Аналогично Кандинскому, испытавшему на себе вход внутрь картины, существовали и люди в иранских городских центрах Тимуридов и в особенности Сефевидов (XV–XVI вв.). Пространственно-цветовое пространство этого мира имело свою ширину городской застройки в виде по-лихромной архитектуры множества мечетей, мавзолеев и медресе. Над всем этим пространством сияло ярко голубое небо. Это же пространство владело и своей расцвеченной глубиной частной жизни сколько-нибудь имущего горожанина, неотъемлемую часть которой составляли иллюстрированные рукописи, цветистые пеналы из бронзы и папье-маше с сюжетными изображениями, зеркала, ковры, ткани. Всего этого «добра» так много в больших и небольших музейных коллекциях, что можно судить об их чрезвычайной распространенности в самых разных стратах иранского общества.

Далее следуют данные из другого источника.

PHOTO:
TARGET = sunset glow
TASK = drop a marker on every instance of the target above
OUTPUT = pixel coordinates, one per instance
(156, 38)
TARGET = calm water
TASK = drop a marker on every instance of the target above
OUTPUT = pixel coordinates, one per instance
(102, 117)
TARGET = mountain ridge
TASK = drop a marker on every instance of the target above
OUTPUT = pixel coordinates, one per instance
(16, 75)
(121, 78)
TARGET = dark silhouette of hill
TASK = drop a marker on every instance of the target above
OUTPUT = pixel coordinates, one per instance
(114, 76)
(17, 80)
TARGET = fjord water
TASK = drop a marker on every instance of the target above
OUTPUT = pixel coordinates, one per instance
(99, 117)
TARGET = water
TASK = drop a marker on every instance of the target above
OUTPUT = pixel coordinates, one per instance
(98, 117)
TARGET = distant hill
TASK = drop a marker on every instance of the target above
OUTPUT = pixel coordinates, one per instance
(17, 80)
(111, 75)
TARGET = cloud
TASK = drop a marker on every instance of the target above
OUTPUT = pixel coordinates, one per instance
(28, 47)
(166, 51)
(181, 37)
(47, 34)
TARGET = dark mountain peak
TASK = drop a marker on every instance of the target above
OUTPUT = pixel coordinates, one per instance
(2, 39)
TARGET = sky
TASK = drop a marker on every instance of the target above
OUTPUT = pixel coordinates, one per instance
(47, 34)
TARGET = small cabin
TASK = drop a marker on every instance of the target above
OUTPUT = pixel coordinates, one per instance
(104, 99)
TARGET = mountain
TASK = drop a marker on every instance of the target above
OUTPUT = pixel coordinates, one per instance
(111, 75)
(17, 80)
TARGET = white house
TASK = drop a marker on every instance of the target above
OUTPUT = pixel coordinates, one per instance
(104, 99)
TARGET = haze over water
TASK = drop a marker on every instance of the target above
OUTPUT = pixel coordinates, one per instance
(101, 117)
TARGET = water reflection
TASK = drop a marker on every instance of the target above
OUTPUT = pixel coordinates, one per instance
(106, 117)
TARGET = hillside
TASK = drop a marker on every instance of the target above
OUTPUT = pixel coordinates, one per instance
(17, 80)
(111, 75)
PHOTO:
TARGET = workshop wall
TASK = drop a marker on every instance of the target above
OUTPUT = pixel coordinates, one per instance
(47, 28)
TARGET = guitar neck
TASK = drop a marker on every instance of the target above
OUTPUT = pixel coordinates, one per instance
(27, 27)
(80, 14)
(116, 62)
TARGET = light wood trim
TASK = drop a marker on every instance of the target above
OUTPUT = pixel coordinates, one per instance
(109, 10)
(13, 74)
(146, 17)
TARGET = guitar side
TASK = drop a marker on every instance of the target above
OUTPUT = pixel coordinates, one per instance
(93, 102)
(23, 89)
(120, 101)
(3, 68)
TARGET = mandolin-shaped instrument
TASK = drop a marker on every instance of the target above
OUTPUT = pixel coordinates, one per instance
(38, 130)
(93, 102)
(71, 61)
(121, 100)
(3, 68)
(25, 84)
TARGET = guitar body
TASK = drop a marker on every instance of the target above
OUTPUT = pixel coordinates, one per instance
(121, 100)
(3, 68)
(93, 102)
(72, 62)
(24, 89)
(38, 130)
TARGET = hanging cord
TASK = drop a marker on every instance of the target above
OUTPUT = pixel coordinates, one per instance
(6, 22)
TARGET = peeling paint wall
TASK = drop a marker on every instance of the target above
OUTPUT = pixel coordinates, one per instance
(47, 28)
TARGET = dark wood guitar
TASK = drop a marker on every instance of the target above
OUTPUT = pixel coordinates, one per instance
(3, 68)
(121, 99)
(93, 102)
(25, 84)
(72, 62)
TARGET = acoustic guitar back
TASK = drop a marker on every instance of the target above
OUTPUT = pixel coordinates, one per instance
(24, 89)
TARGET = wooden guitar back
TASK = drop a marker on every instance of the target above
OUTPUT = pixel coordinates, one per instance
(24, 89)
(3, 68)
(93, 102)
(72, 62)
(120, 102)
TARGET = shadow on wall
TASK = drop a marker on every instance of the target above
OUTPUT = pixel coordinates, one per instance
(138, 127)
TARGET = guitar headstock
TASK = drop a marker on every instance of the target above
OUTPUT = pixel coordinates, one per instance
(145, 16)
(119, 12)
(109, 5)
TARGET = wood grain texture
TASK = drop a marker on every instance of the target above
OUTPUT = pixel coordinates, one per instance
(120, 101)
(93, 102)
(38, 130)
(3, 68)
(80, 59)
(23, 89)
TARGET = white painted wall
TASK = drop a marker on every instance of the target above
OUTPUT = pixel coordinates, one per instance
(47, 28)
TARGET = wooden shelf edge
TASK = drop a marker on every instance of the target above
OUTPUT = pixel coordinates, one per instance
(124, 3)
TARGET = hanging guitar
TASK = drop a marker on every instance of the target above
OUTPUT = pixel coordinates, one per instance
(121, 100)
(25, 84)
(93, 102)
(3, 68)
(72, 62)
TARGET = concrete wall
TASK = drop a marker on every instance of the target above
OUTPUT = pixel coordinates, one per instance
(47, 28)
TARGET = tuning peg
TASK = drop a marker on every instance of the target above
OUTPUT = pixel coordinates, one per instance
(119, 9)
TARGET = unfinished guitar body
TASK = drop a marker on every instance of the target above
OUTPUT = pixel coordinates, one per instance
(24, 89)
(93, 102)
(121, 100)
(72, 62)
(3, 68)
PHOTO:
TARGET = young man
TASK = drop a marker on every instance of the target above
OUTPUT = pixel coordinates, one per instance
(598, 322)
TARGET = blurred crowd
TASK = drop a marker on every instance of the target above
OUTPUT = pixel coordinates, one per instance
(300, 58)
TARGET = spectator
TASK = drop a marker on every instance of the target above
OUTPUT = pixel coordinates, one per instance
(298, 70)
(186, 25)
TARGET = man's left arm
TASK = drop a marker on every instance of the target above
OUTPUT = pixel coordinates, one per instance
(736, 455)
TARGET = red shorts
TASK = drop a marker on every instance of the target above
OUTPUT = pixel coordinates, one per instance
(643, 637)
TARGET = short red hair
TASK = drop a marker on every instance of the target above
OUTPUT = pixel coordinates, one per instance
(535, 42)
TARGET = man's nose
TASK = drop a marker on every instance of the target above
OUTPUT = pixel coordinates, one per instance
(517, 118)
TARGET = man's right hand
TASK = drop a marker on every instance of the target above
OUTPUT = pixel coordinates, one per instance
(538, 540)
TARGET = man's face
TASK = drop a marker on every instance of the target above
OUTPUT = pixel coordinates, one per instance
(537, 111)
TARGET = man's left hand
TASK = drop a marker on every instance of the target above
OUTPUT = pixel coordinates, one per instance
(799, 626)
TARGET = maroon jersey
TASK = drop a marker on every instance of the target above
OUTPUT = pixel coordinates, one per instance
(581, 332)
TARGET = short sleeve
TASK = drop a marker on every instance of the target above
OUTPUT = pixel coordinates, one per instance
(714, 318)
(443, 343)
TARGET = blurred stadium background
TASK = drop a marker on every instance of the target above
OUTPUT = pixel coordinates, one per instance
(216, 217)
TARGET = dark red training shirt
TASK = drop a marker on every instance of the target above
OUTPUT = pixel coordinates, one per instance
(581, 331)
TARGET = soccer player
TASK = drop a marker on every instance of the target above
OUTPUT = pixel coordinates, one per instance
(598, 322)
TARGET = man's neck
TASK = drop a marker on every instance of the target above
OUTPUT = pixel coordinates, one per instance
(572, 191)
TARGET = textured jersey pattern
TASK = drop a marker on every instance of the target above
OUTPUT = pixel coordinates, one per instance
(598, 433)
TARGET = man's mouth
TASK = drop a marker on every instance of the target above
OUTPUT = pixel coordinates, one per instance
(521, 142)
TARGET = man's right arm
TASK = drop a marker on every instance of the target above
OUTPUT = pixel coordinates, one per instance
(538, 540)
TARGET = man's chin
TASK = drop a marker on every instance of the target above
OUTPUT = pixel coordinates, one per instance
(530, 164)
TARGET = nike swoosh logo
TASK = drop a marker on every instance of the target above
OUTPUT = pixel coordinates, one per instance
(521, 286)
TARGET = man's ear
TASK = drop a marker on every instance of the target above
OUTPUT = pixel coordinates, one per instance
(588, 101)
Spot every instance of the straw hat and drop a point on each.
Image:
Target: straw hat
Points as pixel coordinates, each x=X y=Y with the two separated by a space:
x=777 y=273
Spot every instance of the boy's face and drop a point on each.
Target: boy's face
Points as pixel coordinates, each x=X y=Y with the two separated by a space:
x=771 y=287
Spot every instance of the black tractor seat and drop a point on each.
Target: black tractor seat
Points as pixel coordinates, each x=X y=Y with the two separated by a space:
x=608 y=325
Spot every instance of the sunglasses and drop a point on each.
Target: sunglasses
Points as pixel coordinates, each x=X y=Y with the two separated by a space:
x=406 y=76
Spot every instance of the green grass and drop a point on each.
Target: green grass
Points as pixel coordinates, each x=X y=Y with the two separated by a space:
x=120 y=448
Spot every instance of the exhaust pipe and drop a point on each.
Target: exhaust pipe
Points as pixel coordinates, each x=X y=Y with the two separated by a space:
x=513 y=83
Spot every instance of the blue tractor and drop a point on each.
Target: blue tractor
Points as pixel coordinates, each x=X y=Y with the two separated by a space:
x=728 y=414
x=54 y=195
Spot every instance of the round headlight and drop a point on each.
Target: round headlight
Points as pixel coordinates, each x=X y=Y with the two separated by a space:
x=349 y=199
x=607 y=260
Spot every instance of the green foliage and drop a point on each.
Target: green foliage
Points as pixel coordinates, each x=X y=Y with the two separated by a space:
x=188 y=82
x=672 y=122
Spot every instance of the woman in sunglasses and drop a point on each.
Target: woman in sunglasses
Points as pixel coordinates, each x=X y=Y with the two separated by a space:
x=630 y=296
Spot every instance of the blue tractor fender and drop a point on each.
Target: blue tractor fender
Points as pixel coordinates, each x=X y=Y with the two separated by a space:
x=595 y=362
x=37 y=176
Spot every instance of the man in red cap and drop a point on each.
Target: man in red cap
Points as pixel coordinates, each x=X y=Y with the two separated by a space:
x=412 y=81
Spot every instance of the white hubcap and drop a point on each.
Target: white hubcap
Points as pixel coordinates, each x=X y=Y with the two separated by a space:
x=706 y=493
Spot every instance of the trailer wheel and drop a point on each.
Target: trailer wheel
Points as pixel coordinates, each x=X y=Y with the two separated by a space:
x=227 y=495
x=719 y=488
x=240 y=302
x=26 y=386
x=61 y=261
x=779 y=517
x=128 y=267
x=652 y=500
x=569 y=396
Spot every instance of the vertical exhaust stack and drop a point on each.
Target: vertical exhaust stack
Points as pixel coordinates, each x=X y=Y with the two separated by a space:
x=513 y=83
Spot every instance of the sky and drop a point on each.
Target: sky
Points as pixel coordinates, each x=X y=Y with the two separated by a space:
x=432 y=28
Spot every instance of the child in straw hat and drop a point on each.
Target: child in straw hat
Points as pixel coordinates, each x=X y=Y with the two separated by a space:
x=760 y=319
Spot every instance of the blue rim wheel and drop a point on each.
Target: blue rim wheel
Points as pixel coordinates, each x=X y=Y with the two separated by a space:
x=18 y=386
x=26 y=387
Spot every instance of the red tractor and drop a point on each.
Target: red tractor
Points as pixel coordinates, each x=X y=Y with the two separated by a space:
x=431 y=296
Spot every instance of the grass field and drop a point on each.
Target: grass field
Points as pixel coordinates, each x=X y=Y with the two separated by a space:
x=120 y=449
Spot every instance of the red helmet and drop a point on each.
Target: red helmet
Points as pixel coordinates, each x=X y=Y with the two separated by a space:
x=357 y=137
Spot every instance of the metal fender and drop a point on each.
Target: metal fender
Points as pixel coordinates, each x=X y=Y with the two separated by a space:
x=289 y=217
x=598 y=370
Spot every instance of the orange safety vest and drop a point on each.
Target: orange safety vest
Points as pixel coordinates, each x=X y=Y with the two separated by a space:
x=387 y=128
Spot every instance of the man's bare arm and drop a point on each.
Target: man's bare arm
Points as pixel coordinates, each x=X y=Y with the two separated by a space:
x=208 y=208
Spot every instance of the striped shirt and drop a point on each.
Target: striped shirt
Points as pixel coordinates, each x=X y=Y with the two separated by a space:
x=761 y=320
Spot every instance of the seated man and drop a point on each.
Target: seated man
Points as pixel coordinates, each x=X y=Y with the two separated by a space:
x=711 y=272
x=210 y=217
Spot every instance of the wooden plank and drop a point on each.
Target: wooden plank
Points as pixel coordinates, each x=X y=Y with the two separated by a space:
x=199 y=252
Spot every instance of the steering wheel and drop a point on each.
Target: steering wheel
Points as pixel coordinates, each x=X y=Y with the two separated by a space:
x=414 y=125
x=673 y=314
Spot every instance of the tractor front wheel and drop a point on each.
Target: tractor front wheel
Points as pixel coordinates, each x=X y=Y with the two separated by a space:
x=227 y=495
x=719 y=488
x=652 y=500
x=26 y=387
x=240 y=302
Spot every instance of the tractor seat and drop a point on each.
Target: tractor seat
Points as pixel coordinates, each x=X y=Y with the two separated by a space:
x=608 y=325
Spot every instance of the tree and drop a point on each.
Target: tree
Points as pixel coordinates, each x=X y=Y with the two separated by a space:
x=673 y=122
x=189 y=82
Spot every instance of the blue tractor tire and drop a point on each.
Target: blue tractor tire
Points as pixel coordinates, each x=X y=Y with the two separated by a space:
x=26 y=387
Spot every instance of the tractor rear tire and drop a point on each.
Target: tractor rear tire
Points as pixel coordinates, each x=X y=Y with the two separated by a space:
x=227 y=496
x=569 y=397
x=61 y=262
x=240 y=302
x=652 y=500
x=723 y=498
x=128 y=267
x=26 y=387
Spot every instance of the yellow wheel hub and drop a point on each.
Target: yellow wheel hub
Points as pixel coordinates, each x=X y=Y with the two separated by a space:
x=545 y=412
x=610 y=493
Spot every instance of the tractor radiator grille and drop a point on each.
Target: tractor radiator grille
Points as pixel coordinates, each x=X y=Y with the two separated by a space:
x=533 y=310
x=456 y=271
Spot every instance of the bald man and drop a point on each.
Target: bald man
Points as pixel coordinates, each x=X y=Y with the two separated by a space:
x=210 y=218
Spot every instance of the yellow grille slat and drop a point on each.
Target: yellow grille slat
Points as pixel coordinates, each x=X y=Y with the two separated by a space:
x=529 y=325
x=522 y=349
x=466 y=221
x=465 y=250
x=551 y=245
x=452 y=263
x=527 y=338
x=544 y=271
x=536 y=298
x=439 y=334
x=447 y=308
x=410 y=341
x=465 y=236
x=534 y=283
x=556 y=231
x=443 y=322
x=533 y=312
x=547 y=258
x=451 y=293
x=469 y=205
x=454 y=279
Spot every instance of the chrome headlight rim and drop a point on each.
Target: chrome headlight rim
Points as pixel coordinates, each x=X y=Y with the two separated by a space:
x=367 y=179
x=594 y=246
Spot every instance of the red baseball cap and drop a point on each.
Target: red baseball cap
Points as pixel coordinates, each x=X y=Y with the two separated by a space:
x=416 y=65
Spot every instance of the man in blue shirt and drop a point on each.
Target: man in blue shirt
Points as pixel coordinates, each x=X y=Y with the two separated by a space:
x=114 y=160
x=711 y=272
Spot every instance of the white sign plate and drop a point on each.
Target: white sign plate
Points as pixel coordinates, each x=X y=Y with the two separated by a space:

Следовательно, имеет смысл судить и о глубине и толщине публично-приватного пространства всей иранской культуры от Бухары и Самарканда до Исфагана и Шираза. Умозрительный вертикальный разрез городского общества не может оставаться монохромным, он с необходимостью окажется пластичным, цветным и трехмерным, включая сюда же и четвертое, ментальное измерение дополнительных значений и смыслов. Это – четырехмерная среда обитания и человека, и культуры. Необходимо наконец отвыкнуть от мысли, что над всем, с чем мы сталкиваемся интертекстуально, довлеет текст и интертекст130. Даже об отдельном изображении и визуальном ряде стали рассуждать, следуя за структуральными и семиотическими навыками, как об интертекстуальном явлении. А что делать, когда всюду мнится текст, его контексты и текстовое сознание?
В иранской культуре складывается пространственная среда интра- и интервизуальности, даже когда мы имеем дело с великой поэзией иранцев. Вовсе не забавы ради иранцы, начиная с бухарской династии Саманидов и во многом вопреки арабской традиции, столь внимательно отнеслись к изображению, в том числе к изображению человека. Иконоцентризм иранцев, как было сказано выше, являлся кредо истории искусства и архитектуры (вспомним об искусстве ахеменидского и сасанидского периодов истории Ирана, Парфии, Согда, Хорезма).
Толща четырехмерного пространства пронизана и всемерно поддерживается аудиальным строем иранской культуры, включая сюда публичное звуковое пространство сакральных речитативов в мечетях и медресе, салонной музыки и домашнего звучания музыкальных инструментов. Следовательно, мы можем сделать и еще один вывод: аудиальность, не утрачивая при данных условиях свою темпоральность, оборачивается в дополнительную и резервную пространственность и иконичность. Музыка буквально «висит» в воздухе четырехмерного пространства, пронзая его толщу до самых глубин. Вновь напомним тем, кто не в состоянии понять это – в исфаганском дворце Али-Капу в стенах верхней музыкальной комнаты делаются выемчатые рельефные изображения музыкальных инструментов (ил. 63).